In 1941 Kurt Gerstein joined the Health Department of the SS and in January 1942 he was appointed head of the Technical Disinfection Service of the Waffen SS, responsible for handling ‘poisonous disinfectant gases’. A friend later recalled: “He was so appalled by the satanic practices of the Nazis, that their eventuel victory did not seem to him impossible.”
In the late summer of 1942 he was sent on a mission to introduce Zyclon B gassing into the Nazi death camps in Poland in place of gas engines.

Kurt Gerstein was deeply shaken by what he witnessed – he had but one desire: to gain an insight into the Nazi death machinery and shout it to the whole world. Eventually he risked his life to inform the Allies. He described how the Jews were forced to undress, the piles of shoes were allegedly 25 meters high, the women’s hair was cut off, the naked Jews were driven between two barbed wire fences to the gas chambers.
Kurt Gerstein desperately tried to alert the world about the atrocities:
“I see everything! The mothers, their babies at the breast, the little naked children, the men and women, naked. They enter into the death chamber, pushed by the leather whips of the SS. Pack well, that is what the captain ordered. Seven to eight hundred persons on twenty-five square meters. More than half are children …”
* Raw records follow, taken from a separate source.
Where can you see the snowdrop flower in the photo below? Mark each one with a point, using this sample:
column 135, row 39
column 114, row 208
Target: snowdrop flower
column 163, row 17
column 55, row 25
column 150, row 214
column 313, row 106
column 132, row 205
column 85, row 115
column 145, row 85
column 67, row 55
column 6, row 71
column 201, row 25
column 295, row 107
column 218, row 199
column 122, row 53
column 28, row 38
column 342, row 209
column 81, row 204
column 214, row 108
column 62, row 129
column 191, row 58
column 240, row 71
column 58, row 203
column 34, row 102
A five-year-old girl dropped a necklace and a three-year-old boy picked it up as they passed into the chamber, where victims were crammed in so tightly they could not move. Men, women, children filed past in ghastly parade as a burly SS man promised in a loud, priestlike voice that nothing terrible was going to happen to them. “All you have to do is breathe in deeply. That strengthens the lungs. Inhaling is a means of preventing infectious diseases. It’s a good method of disinfection.”
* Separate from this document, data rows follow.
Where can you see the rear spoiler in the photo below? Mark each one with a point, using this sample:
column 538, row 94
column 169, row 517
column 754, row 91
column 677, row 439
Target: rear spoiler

To those who timorously asked what their fate would be, the SS man gave more reassurance: the men would build roads and houses, the women would do housework or help in the kitchen.
When the doors closed, the diesel engine would not work but broke down while pumping its deadly carbon monoxide gas into the chamber. While mechanics worked to repair the diesel engine, the Jews had to await death, pressed body-to-body against one another.
The SS officer Wilhelm Pfannenstiel, looking through the glass peep hole in the door of the gas chamber, commented that the Jews were weeping “as they do in the synagogue.”